As a public service, here is an extract from the PCAST report listing the PCAST members and “Invited Experts” involved in drafting it. Isn’t Largent’s predecessor Tom Wheeler there? Now sources tell me that Wheeler really wasn’t very active in drafting the report, but he certainly was in the inner circle. Isn’t Dale Hatfield, my former boss and a close friend of CTIA there also? Note that CTIA proudly posts on it website the following video of Dale saying at a CTIA conference “ we can no longer afford to sacrifice spectrum due to inefficient technology.”

But more importantly as we worry about the nut case running North Korea and feel better because we have the largest most and information intensive military in the world, is the only solution to getting more cellular capacity for the “President, to pressure government agencies like the Department of Defense, to clear unused spectrum for commercial use.” Does CTIA really think the issue is that there is “unused spectrum” assigned to DoD that meets their additional, but unstated criteria of availability in all US territory and available 24/7, presumably 1000 ms/s? Sharing is really a way to use the DoD spectrum that is inevitably “unused” at certain locations certain times. Is that so bad?

At least Chris is willing to consider sharing as a “fallback”. What if it really works? Will CTIA at least consider that possibility? Is the need for readily available Chinese made equipment in all cellular bands really a key driver in spectrum policy. It is ironic that he says this as Sprint has foresworn Chinese suppliers for the core of their network.

Lest CTIA think that the evil sharing is a concept only advocated by irrational cellular industry enemies at FCC and NAB, perhaps they should review the following document from European regulators:

This EC memo has statements like

The radio spectrum is a finite resource – there is no vacant spectrum remaining, and the cost of re-allocating spectrum to new uses is high. On the other hand there is an exponential increase in the use of spectrum – for example driven by mobile computing devices, Wi-Fi hotspots but also smart electricity grids and industrial automation. This creates challenges for meeting the growing demand for spectrum.

However, thanks to advances in technology, it is now possible to share the spectrum more efficiently. Many new wireless technologies are designed to share bands in which no licence is required (licence-exempt bands), while others make additional spectrum resources available by, for example, providing wireless broadband services in between TV frequencies (the 'white spaces'). To maximise the benefits of spectrum sharing, regulatory barriers need to be removed and incentives provided. This requires new regulatory approaches to give different users the right to use a given frequency band on a shared basis...

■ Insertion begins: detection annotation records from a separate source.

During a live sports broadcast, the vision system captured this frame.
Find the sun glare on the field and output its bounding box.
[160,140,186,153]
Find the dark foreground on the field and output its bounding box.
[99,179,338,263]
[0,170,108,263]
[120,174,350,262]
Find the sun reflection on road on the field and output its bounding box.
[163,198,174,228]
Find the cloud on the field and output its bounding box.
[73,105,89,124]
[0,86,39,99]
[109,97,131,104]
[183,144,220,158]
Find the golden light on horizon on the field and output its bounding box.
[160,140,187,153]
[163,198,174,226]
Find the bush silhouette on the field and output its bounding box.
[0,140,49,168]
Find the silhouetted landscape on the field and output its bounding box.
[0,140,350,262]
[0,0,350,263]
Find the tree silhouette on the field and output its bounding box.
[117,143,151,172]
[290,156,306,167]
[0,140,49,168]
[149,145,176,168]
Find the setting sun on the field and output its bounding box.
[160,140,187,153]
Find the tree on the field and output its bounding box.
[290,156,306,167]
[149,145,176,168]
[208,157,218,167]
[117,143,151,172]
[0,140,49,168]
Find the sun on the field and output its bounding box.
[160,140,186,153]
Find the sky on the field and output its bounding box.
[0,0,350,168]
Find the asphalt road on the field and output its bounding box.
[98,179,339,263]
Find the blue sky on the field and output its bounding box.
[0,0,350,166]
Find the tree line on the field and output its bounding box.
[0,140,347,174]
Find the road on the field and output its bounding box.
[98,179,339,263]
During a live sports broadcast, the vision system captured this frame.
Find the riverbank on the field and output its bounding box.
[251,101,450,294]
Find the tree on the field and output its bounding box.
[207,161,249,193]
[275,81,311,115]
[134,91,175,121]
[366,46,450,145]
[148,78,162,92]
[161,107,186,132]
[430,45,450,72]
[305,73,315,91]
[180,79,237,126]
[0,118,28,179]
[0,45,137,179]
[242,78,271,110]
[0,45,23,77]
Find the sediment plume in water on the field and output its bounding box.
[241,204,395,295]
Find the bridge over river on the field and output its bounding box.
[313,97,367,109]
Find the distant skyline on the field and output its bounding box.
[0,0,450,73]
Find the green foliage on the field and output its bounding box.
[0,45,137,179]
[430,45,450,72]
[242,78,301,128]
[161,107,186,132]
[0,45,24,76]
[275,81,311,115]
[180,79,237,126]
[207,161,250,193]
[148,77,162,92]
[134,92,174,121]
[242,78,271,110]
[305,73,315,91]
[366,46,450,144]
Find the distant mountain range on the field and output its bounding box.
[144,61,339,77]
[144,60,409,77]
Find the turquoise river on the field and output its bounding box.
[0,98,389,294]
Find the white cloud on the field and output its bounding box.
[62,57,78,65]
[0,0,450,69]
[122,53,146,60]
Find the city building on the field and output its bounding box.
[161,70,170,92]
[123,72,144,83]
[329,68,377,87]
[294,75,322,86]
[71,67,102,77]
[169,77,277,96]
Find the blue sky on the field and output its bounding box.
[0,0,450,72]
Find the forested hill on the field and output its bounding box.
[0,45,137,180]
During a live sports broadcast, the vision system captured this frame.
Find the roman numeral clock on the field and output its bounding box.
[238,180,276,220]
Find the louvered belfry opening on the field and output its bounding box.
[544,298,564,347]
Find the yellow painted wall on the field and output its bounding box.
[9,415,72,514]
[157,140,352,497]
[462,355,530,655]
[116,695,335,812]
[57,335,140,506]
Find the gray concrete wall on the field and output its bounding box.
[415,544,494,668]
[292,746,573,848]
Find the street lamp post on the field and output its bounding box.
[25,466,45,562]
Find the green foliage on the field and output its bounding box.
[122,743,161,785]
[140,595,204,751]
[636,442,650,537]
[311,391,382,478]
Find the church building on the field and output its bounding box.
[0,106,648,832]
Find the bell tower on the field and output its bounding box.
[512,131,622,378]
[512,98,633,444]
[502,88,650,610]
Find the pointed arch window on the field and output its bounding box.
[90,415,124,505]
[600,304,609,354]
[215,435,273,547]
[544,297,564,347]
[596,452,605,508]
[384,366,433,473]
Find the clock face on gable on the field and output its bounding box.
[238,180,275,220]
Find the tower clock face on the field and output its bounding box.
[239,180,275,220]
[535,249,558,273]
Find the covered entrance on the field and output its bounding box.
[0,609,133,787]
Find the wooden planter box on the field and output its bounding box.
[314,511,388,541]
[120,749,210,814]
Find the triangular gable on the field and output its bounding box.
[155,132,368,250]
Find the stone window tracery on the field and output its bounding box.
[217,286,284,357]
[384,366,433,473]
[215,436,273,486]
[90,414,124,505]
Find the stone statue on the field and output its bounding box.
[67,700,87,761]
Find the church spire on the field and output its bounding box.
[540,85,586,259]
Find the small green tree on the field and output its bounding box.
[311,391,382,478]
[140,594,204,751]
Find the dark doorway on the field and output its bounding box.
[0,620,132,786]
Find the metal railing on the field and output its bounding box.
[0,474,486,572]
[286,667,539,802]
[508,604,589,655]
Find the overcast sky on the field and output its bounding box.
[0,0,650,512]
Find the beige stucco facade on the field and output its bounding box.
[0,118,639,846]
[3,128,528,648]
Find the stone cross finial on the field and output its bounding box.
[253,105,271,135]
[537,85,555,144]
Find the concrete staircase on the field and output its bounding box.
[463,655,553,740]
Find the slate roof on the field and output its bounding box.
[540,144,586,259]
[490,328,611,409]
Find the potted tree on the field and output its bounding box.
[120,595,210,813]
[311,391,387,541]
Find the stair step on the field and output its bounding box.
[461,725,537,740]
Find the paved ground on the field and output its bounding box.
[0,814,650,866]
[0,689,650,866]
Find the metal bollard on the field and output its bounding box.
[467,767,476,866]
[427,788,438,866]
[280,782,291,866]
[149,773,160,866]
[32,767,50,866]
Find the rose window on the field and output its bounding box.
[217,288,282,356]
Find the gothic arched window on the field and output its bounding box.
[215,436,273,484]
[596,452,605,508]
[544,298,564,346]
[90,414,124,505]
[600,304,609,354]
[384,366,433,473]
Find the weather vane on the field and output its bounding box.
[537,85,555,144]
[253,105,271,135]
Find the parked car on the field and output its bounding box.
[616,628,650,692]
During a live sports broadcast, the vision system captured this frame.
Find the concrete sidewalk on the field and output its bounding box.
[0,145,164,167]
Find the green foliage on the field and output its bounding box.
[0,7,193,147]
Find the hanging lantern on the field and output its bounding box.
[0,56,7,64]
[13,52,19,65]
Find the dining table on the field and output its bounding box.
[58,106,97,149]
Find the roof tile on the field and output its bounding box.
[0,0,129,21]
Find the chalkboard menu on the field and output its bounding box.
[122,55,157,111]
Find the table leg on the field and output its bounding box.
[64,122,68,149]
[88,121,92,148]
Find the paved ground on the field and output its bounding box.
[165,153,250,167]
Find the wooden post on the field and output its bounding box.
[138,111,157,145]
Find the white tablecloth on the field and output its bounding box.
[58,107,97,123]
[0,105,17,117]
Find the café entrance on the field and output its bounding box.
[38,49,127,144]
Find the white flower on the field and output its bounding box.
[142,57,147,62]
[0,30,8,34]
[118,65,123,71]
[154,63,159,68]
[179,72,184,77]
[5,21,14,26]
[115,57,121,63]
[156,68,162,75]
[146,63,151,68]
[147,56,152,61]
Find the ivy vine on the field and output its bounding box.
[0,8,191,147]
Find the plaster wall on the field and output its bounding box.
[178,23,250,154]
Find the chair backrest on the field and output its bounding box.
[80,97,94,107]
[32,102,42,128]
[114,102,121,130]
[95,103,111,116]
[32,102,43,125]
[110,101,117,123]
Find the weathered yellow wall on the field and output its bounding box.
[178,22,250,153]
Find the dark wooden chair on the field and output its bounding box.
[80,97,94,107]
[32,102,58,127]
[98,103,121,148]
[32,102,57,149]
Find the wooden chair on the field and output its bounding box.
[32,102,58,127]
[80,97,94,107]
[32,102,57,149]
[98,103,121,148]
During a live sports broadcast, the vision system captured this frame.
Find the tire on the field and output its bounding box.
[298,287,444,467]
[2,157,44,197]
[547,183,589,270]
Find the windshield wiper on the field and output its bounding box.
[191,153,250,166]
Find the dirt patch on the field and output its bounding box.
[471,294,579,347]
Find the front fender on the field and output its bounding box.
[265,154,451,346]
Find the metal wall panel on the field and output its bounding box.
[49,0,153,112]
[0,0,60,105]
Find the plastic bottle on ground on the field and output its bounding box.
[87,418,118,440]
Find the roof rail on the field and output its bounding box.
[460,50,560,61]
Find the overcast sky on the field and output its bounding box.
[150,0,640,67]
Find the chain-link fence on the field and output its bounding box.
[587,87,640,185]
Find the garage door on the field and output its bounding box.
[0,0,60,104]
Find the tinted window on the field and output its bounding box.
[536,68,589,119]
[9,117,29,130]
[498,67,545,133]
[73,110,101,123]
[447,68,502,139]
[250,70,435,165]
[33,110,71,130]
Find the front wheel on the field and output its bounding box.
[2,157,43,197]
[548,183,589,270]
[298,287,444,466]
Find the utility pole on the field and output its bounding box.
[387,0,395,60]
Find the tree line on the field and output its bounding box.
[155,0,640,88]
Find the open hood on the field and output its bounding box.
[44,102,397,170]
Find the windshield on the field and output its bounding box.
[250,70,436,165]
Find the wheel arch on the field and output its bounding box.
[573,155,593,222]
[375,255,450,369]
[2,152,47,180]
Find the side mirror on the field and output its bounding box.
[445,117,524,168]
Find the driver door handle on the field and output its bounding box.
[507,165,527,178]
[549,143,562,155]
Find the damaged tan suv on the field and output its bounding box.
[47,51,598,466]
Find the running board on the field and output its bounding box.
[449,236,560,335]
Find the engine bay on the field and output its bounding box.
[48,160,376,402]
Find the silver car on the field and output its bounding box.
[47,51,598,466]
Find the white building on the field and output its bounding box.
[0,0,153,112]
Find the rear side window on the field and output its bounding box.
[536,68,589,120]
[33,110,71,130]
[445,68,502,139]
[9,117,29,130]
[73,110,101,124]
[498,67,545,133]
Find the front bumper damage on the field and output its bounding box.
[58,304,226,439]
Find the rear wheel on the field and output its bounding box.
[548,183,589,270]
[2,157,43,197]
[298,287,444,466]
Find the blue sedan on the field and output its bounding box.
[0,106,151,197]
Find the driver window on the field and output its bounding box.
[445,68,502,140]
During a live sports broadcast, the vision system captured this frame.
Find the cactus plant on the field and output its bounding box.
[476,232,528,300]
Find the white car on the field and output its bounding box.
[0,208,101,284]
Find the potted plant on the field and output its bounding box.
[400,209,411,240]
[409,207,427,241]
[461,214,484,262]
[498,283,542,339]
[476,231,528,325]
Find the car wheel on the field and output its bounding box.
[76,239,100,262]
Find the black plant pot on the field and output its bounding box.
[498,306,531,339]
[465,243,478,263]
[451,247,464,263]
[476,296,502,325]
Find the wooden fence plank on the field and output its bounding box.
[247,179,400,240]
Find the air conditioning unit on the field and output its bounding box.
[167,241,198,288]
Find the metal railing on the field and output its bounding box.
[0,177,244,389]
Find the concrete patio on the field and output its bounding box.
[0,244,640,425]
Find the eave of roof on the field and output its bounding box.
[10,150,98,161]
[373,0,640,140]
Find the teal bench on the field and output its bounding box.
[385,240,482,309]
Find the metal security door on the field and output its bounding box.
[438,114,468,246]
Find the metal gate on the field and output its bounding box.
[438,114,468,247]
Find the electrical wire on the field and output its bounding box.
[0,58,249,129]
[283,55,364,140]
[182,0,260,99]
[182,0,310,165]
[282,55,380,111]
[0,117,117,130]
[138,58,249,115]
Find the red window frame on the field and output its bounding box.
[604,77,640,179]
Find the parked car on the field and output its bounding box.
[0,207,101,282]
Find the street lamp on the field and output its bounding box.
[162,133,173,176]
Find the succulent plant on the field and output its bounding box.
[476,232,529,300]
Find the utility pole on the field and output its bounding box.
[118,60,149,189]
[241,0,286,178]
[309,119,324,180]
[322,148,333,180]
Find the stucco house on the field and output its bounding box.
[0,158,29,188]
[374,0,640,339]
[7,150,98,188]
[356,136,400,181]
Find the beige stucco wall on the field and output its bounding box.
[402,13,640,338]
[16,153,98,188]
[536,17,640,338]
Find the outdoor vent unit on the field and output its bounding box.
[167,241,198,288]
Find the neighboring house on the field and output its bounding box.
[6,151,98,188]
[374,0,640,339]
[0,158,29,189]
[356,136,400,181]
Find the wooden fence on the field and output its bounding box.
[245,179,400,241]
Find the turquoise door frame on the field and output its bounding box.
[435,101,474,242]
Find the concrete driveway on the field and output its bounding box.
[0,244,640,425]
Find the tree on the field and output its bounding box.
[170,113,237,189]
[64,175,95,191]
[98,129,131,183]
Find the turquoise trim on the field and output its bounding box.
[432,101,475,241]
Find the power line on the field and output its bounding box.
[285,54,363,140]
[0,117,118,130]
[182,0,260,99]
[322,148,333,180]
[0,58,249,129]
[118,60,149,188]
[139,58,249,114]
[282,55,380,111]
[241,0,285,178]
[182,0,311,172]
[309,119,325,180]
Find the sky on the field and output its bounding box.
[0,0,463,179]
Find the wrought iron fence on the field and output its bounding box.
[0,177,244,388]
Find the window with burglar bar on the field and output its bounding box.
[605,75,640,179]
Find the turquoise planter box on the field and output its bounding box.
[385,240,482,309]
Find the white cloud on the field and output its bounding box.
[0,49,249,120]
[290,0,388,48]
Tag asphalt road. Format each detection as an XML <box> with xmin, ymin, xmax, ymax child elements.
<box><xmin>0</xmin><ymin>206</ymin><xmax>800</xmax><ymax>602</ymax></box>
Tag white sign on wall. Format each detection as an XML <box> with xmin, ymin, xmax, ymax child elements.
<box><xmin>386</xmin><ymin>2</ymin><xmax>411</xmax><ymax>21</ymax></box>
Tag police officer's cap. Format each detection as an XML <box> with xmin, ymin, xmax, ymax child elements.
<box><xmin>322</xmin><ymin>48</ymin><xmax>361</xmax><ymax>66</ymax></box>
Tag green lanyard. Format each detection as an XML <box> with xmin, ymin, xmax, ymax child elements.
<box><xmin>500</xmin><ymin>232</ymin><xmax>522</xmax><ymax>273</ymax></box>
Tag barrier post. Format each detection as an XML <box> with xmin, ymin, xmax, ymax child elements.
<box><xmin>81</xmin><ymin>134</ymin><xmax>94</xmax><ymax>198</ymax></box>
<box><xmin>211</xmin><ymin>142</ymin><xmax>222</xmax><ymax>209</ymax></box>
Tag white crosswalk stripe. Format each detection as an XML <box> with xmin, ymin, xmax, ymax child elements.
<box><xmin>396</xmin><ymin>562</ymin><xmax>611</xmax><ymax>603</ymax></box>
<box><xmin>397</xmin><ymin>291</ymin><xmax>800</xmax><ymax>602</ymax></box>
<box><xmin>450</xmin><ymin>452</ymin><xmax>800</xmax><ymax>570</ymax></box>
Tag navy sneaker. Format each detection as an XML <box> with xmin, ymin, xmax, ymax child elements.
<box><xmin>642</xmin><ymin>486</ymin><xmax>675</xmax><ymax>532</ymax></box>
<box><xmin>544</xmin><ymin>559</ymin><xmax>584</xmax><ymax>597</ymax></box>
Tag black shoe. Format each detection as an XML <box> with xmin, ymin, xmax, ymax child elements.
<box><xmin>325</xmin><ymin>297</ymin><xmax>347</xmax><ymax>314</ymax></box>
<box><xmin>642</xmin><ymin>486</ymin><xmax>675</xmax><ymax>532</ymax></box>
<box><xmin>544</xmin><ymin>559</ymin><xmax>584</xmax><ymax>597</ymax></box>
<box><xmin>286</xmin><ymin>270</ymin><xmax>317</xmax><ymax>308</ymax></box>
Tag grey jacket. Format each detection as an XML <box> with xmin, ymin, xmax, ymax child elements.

The main reasons are the economic incentives to use spectrum efficiently by getting more out of the same amount of spectrum wherever technology allows it. The proposed approach is firmly based on the need to provide economic incentives for innovators and incumbents alike..

For example public entities that are incumbent right holders could offer access to spectrum capacity to commercial operators in return for co-funding of network infrastructures, for example for broadband public protection and disaster relief (PPDR) applications. Commercial operators will be able to recoup investment costs by sharing spectrum in areas or at times of the day that their spectrum is underutilised. On the other hand, innovators who can compare sharing opportunities in a competitive internal market could use economic incentives to encourage incumbents to share spectrum, if they have an innovative technology that allows it. In order to reach the economies of scale that stimulate such innovations, the EU needs a common approach in the internal market to identify beneficial sharing opportunities across the entire radio spectrum.

So sharing is not the result of anticellular industry “dark forces” lurking in Washington, it is a concept that is moving faster than the cellular industry wants it to move in order to balance using today’s technology available resources with growing capacity needs while addressing other uses of spectrum that are also valuable to societies and economies.